Spain’s Central Bank known as the Bank of Spain (Banco de Espana), has plans to launch a research project into central bank digital currency (CBDC).
According to the announcement, SCB is searching for partnerships and support from financial institutions and technology firms to assist in examining wholesale CBDC. In view of this, the bank will accept applications on the initiatives up until January 31, 2023.
Wholesale CBDC is quite different from retail CBDC as it is designed exclusively for financial intermediaries that hold reserves at central banks. Similarly, it will allow the conditionality of payments, that is payment would be made while relying on another payment to come through or on delivery of an asset.
The bank also intends to use the program to address the use of CBDC in wholesale transactions.
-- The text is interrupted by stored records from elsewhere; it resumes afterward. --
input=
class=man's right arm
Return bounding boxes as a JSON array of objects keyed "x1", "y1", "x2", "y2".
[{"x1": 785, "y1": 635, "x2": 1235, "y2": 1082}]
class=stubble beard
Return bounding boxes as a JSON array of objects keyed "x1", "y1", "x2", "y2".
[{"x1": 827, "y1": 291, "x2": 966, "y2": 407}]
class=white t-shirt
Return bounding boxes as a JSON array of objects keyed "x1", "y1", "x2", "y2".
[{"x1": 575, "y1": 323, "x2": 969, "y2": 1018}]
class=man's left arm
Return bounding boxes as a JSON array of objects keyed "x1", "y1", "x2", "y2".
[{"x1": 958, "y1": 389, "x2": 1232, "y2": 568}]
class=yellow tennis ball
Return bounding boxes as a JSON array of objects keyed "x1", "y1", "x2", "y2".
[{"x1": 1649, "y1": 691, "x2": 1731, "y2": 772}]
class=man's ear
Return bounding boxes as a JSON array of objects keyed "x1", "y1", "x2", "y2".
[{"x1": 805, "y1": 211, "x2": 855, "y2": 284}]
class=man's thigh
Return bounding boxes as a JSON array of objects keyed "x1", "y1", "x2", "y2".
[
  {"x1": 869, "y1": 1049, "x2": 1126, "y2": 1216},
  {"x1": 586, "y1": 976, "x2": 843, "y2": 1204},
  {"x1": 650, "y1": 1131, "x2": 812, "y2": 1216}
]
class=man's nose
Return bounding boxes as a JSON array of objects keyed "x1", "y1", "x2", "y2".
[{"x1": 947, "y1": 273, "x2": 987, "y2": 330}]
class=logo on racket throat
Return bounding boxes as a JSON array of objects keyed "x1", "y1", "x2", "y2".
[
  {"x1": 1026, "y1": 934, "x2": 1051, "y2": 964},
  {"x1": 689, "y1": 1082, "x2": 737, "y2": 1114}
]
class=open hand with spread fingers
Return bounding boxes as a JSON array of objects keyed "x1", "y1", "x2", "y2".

With the program, SCB will look into several options ranging from liquidating financial assets, incorporating the movement of funds, and assessing the merits and demerits of accepting the wholesale CBDC.
Countries Begin Testing on their CBDCs
As there is a raging craze for crypto recognition, legalization, and CBDC introduction, the Reserve Bank of India (RBI) began its first phase of the Wholesale CBDC pilot program last month.
With this RBI became one of the very few central banks that successfully got to the pilot testing phase with regard to the CBDC project. Following this, RBI also decided to test CBDC in retail form this month with the help of all commercial banks in the country.
Equally, the Bank of Thailand according to a report by TheCoinRise announced the commencement of retail CBDC testing by the end of this year. Interestingly, the trial is part of the bank’s effort to make itself fit for the future of money.
Meanwhile, a recent report dubbed “The State of CBDCs in 2022” by Blockdata firm has unveiled a number of reasons why several private stakeholders kick against CBDCs.
These stakeholders worry about anonymity, interoperability, scalability, technological structure, and balance between the regulatory policies and the CBDC design.